We did performance tests with rook on AWS.
We use 6 i3.4xlarge instances for ceph storage (each has 2 x 1900 NVMe SSD ) and cluster config

apiVersion: rook.io/v1alpha1
kind: Cluster
metadata:
  name: rook
spec:
  backend: ceph
  dataDirHostPath: /var/lib/rook
  hostNetwork: false
  monCount: 3
  storage: # cluster level storage configuration and selection
    useAllNodes: true
    useAllDevices: false
    deviceFilter: "nvme[0-9]n1"
    metadataDevide: 
    location:
    storeConfig:
      storeType: bluestore

We used next command:

while true ; do echo -n `date +%d-%m-%Y-%H:%M:%S`; echo ; fio  --direct=1 --rw=randrw --refill_buffers --norandommap --randrepeat=0 --ioengine=libaio --bs=4k --rwmixread=50 --iodepth=16 --numjobs=16 --runtime=5 --group_reporting --name=4ktest --size=128M  | egrep "(read[ ]*:|write[ ]*:)"; echo  ; sleep 1 ; done

When we use pool:

apiVersion: rook.io/v1alpha1
kind: Pool
metadata:
  name: replicapool
spec:
  failureDomain: osd
  crushRoot: default
  replicated:
    size: 2

and mount rbd device to pod we have good performance

read: IOPS=19.6k, BW=76.4MiB/s (80.1MB/s)(382MiB/5004msec)
[...]
write: IOPS=19.5k, BW=76.1MiB/s (79.8MB/s)(381MiB/5004msec)

When we use filesystem:

apiVersion: rook.io/v1alpha1
kind: Filesystem
metadata:
  name: file-fs
spec:
  metadataPool:
    replicated:
      size: 2    
  dataPools:
    - replicated:
        size: 2    
  metadataServer:
    activeCount: 3
    activeStandby: true

we had a big drop in performance:

read: IOPS=6374, BW=24.9MiB/s (26.1MB/s)(125MiB/5002msec)
[...]
write: IOPS=6430, BW=25.1MiB/s (26.3MB/s)(126MiB/5002msec)
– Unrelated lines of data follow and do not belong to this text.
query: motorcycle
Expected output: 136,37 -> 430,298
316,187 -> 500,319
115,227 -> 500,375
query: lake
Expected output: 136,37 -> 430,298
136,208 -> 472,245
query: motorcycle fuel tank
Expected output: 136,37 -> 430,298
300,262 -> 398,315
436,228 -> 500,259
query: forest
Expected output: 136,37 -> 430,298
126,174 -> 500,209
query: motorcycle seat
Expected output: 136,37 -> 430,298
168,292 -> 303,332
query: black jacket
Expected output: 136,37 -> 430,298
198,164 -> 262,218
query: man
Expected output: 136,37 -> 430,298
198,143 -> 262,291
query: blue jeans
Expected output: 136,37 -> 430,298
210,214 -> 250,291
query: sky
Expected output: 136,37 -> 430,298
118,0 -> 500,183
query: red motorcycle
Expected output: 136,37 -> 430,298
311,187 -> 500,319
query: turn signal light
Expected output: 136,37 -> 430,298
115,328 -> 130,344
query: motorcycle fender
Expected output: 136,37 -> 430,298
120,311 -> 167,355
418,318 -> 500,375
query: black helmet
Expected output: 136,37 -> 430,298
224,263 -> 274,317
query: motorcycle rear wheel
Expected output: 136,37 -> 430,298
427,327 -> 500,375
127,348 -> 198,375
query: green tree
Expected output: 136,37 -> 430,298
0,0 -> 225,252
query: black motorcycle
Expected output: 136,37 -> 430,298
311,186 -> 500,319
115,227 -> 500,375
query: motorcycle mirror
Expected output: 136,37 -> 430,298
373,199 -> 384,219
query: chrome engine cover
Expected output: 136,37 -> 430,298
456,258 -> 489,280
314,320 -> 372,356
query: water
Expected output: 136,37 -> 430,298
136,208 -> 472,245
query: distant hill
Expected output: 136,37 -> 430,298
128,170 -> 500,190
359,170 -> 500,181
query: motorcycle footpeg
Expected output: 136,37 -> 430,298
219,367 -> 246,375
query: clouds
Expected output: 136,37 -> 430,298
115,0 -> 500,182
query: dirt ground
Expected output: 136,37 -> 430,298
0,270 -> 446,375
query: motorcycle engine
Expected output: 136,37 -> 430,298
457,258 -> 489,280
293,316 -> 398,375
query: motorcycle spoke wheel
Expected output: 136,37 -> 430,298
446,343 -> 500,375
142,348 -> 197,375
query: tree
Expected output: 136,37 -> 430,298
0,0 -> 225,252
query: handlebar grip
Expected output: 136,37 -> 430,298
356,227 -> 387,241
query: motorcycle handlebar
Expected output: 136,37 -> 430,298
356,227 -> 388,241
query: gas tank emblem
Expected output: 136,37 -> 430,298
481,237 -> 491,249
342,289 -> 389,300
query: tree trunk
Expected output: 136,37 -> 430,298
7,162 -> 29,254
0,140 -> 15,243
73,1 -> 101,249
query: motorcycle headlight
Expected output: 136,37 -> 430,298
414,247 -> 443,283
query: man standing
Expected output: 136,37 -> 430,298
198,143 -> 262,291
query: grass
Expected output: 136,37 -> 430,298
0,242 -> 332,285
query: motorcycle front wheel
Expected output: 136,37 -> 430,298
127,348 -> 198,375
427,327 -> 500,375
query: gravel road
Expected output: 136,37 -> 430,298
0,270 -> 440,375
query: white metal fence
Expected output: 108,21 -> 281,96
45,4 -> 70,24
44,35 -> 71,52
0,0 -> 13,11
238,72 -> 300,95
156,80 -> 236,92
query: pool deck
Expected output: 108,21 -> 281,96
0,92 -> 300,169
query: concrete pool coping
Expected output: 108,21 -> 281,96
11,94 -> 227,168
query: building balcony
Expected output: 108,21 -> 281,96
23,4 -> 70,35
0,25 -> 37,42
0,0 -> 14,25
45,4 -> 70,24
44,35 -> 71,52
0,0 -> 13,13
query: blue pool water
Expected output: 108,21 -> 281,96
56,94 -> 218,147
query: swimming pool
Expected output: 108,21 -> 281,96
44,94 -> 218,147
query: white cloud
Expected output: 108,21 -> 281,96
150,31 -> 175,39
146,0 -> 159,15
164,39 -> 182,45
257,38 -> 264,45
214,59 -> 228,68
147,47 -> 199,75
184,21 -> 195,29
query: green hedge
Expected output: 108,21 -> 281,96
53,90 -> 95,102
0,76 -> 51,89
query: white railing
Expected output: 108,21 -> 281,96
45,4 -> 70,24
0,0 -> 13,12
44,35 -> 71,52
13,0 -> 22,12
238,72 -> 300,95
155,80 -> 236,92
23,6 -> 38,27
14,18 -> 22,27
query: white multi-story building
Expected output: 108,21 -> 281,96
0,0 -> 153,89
Is this performance fall inevitable for shared filesystem or we can somehow avoid it? How can we boost cephfs?

ods.log

ceph filesystem performance wontfix

Source

aocheretnoy

Most helpful comment

Generally speaking, you'll see somewhat better performance from RBD vs CephFS because with RBD all of the file system metadata is managed at the client side, whereas most CephFS metadata updates require a round trip to the MDS (it's a shared file system).
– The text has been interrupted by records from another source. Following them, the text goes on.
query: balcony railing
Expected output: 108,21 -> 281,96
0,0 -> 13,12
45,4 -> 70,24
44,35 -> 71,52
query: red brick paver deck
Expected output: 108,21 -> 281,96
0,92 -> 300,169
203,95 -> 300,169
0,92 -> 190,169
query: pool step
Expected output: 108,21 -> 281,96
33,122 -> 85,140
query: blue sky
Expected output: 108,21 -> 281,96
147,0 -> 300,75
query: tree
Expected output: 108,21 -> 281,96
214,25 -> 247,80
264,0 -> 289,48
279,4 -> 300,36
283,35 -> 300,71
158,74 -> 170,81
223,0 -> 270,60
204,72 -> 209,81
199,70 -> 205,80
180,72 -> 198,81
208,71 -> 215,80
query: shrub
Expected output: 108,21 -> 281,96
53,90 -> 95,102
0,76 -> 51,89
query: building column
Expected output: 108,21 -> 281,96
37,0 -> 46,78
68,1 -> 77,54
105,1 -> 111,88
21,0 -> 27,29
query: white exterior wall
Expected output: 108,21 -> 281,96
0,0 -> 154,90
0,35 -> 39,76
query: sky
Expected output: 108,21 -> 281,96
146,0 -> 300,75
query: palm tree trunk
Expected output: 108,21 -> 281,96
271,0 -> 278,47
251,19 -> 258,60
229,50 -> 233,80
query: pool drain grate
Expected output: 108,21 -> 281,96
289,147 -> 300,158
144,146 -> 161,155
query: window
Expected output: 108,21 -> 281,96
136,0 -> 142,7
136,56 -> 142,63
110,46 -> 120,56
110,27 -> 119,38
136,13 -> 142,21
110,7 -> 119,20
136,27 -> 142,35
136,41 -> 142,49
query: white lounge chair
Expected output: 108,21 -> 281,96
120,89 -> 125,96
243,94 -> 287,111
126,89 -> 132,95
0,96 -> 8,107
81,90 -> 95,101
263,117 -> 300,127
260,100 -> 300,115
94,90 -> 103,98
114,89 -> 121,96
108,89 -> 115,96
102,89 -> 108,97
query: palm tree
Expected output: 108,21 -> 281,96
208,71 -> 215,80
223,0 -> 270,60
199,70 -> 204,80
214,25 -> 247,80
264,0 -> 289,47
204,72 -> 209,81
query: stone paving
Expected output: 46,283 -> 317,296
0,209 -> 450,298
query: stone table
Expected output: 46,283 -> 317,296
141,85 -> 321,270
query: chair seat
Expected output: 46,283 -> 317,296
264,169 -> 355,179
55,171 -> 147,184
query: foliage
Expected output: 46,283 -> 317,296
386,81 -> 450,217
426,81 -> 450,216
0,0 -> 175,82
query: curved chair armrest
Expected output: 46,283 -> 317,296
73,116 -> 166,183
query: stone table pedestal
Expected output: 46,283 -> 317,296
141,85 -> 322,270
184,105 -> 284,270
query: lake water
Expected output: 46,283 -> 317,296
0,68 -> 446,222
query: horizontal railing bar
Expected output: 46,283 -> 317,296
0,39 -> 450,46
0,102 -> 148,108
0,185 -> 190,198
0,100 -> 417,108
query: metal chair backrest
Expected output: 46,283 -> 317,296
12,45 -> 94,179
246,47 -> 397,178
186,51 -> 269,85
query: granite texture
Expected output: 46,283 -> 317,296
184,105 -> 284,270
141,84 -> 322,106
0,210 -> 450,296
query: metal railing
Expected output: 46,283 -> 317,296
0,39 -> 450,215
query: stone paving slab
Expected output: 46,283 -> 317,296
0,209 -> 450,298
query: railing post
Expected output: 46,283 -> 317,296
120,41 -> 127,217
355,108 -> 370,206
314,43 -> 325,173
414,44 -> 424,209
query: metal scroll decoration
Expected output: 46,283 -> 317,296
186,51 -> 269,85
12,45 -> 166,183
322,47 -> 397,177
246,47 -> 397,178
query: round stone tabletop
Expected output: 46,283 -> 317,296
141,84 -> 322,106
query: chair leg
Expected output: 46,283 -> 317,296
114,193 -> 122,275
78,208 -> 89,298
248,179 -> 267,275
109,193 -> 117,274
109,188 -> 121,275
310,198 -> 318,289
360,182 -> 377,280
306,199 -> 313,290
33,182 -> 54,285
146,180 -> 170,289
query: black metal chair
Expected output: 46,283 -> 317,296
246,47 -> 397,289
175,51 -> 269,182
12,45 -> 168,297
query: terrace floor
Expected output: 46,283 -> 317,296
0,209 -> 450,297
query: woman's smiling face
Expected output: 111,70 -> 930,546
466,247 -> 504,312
Whether it's inevitable depends on your workload. For things like streaming writes you should see similar throughput. What are you using to generate those IOPS number? Is that fio?

liewegas on 23 May 2018

👍8

All 5 comments

I think you would need to do far more testing for your specific use case to determine if there is an actual 3x performance degradation. In this particular test you are trying to keep 16 threads 16 deep in the queue doing small random I/Os to a single file. Is that actually the IO pattern of your workload?
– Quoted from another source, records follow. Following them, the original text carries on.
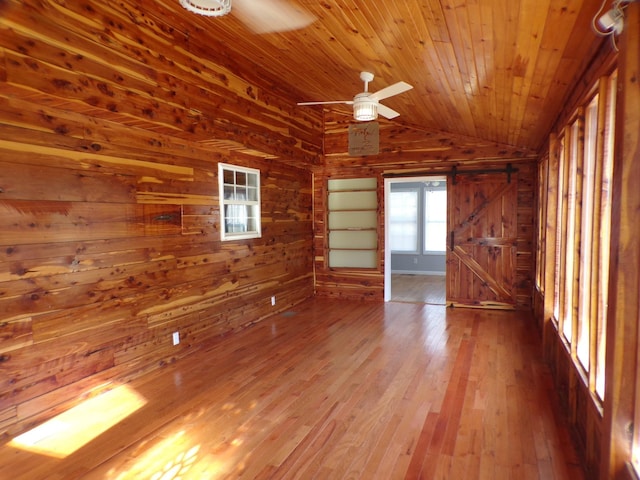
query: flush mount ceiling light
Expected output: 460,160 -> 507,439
591,0 -> 636,46
180,0 -> 231,17
176,0 -> 316,34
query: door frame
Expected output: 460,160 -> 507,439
383,172 -> 449,302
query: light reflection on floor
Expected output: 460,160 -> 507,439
9,385 -> 147,458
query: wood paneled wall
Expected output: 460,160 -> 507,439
0,0 -> 322,435
314,113 -> 536,308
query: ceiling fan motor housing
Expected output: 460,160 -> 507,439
353,92 -> 378,122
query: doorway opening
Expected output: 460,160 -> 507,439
384,176 -> 447,305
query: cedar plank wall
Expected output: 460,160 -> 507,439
314,113 -> 537,309
0,1 -> 322,436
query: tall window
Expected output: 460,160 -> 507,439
389,188 -> 419,253
218,163 -> 261,240
540,68 -> 616,408
424,189 -> 447,252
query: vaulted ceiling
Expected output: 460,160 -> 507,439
152,0 -> 603,150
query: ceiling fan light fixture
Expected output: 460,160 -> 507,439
353,92 -> 378,122
180,0 -> 231,17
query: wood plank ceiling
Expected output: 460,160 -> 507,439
148,0 -> 603,150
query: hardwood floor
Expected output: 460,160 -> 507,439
391,273 -> 447,305
0,299 -> 584,480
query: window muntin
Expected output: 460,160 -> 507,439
218,163 -> 262,240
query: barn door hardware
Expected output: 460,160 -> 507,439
383,163 -> 518,185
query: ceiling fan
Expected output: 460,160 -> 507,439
180,0 -> 316,33
298,72 -> 413,122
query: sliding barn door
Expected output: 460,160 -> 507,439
447,173 -> 518,308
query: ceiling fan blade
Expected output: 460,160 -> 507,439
378,103 -> 400,120
231,0 -> 316,33
371,82 -> 413,100
298,100 -> 353,105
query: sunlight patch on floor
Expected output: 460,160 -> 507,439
9,385 -> 147,458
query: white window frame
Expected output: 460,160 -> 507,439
218,163 -> 262,241
422,188 -> 448,255
389,187 -> 422,255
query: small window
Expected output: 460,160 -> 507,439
424,189 -> 447,253
218,163 -> 261,240
389,188 -> 418,253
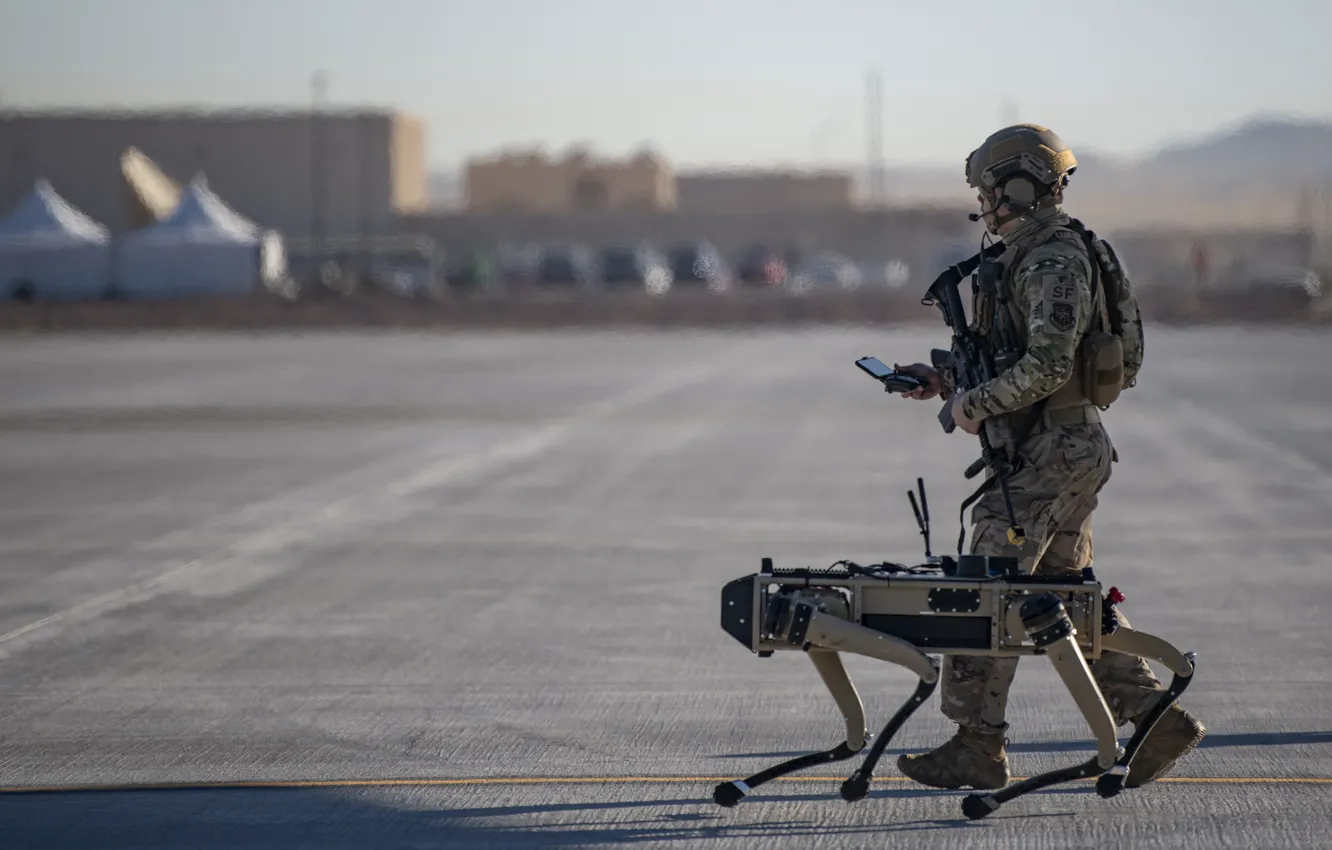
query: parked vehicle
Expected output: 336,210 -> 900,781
537,245 -> 598,290
789,252 -> 864,294
737,245 -> 789,286
599,245 -> 674,296
667,241 -> 734,292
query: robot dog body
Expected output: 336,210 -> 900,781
713,556 -> 1193,818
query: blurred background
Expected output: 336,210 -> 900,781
0,0 -> 1332,850
0,0 -> 1332,322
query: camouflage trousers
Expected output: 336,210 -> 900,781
940,422 -> 1162,730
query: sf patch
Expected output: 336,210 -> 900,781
1050,301 -> 1078,333
1040,274 -> 1079,333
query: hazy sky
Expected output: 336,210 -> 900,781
0,0 -> 1332,167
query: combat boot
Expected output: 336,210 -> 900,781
1124,703 -> 1207,787
898,726 -> 1008,789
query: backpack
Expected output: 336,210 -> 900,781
1068,218 -> 1144,408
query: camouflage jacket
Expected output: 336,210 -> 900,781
948,205 -> 1098,420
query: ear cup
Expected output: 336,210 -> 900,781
1003,177 -> 1036,212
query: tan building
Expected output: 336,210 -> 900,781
0,111 -> 428,236
465,151 -> 675,213
677,171 -> 856,213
Without doing any analysis, I'd guess what you are seeing here is the performance differences in the Ceph RBD kernel client, vs CephFS using FUSE ( I believe that rook uses ceph-fuse to mount CephFS ). RBD uses its own caching implementation since it can't use the page cache and is probably getting a lot more cache hits. FUSE can have performance issues with small random reads due to its single threaded userspace daemon.

civik on 23 May 2018

👍1

Whether it's inevitable depends on your workload. For things like streaming writes you should see similar throughput. What are you using to generate those IOPS number? Is that fio?

liewegas on 23 May 2018

👍8

^ Listen to that guy

civik on 23 May 2018

This issue has been automatically marked as stale because it has not had recent activity. It will be closed if no further activity occurs. Thank you for your contributions.